A review of the CPRS also documented whether a muscle-related AE occurred while the patient was on a PCSK9i (if yes, the specific AE was recorded), the result of PCSK9i therapy (tolerated full dose, required a dose reduction, switched medication, or discontinued), and management strategies taken for patients who did not meet their LDL-C goal while on a reduced (monthly) PCSK9i dose. Prior lipid therapy intolerances, PCSK9i-related AEs, results of PCSK9i therapy, and management strategies for patients who did not meet LDL-C goal while on a reduced PCSK9i dose were obtained by reviewing the PACT pharmacist’s clinic notes and assessment, along with clinic notes and medication history listed within the CPRS.
Statistical Analysis
Descriptive statistics were used for the demographic characteristics of study patients. The primary outcome was calculated as a binary measure (yes/no) of whether the patient developed a muscle-related AE while on a PCSK9i. The secondary outcome of statin, ezetimibe, or statin and ezetimibe intolerances in subgroups also was calculated as a binary measure.
Results
For the study, 156 charts were reviewed and 137 patients were included (Figure).

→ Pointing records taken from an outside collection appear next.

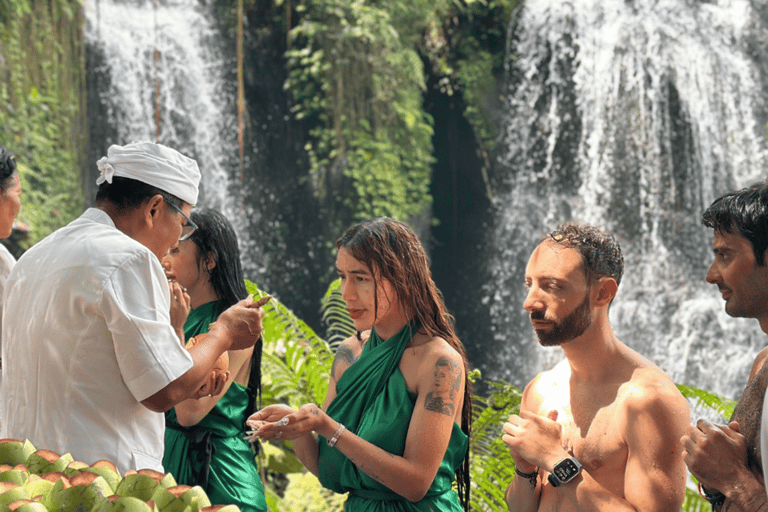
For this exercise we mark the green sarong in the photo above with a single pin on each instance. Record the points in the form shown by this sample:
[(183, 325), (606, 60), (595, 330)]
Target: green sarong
[(214, 450), (373, 401)]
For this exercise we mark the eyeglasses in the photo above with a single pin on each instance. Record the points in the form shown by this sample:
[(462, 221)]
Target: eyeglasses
[(188, 228)]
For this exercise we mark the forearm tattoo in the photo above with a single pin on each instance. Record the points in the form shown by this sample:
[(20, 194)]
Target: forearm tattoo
[(345, 358), (445, 387)]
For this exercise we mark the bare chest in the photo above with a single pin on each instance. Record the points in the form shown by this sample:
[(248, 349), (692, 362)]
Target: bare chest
[(592, 430)]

For the secondary results, 4 patients (2.9%) tolerated an alternate PCSK9i (evolocumab 140 mg SQ every 2 weeks) after initial intolerance to PCSK9i, 16 (11.7%) required a dose reduction, and 6 (4.4%) discontinued PCSK9i due to a muscle-related AE.

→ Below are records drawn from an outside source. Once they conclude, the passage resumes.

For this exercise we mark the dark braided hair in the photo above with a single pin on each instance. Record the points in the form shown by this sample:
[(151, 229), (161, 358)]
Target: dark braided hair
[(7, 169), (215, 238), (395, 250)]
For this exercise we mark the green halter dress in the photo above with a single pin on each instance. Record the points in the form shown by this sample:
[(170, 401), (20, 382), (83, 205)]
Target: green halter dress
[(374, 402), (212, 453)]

Statin intolerance was most common in all groups, followed by ezetimibe intolerance, and intolerance to statins + ezetimibe. Of the 113 patients who tolerated a full dose of PCSK9i, 77 (68.1%) had intolerance to statin, 47 (41.6%) to ezetimibe, and 41 (36.3%) to both statins and ezetimibe. Of the 6 patients who discontinued PCSK9i, all had intolerance to statins, 5 (83.3%) to ezetimibe, and 5 (83.3%) to statins and ezetimibe.

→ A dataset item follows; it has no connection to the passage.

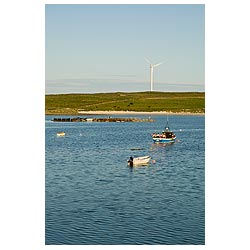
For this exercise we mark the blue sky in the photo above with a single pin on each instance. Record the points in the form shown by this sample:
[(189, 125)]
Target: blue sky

For patients who were on a reduced (monthly) dose of a PCSK9i who did not reach their LDL-C goal, we found that 16 patients (11.7%) required a PCSK9i dose reduction following muscle-related AEs. Of the patients who had their dose of PCSK9i reduced to monthly dosing, 5 (31%) met their LDL-C goal. For the 11 patients who did not meet their LDL-C goal, different management strategies were taken. Lifestyle modifications were made in 6 patients (54%), the monthly PCSK9i dose was increased to alirocumab 150 mg SQ monthly in 4 patients (36%), and 1 patient (9.1%) was switched to an alternative PCSK9i. There were no identified muscle-related AEs recorded in patients whose dose was increased to alirocumab 150 mg SQ monthly.
Discussion
This retrospective study found 17.5% of patients experienced muscle-related PCSK9i AEs. These occurred at a higher rate than reported in the prescribing information (< 5%) and were similar to the incidence rates reported in the GAUSS-2, GAUSS-3, and ODYSSEY-ALTERNATIVE clinical trials (12.0%-32.5%), which is what we hypothesized.18,19,22-25 It is important to note that the incidence rates of muscle-related AEs reported in the prescribing information for alirocumab and evolocumab were based on trials that did not include statin- and/or ezetimibe-intolerant patients; whereas many patients in our study and patients in the clinical trials were statin and/or ezetimibe intolerant.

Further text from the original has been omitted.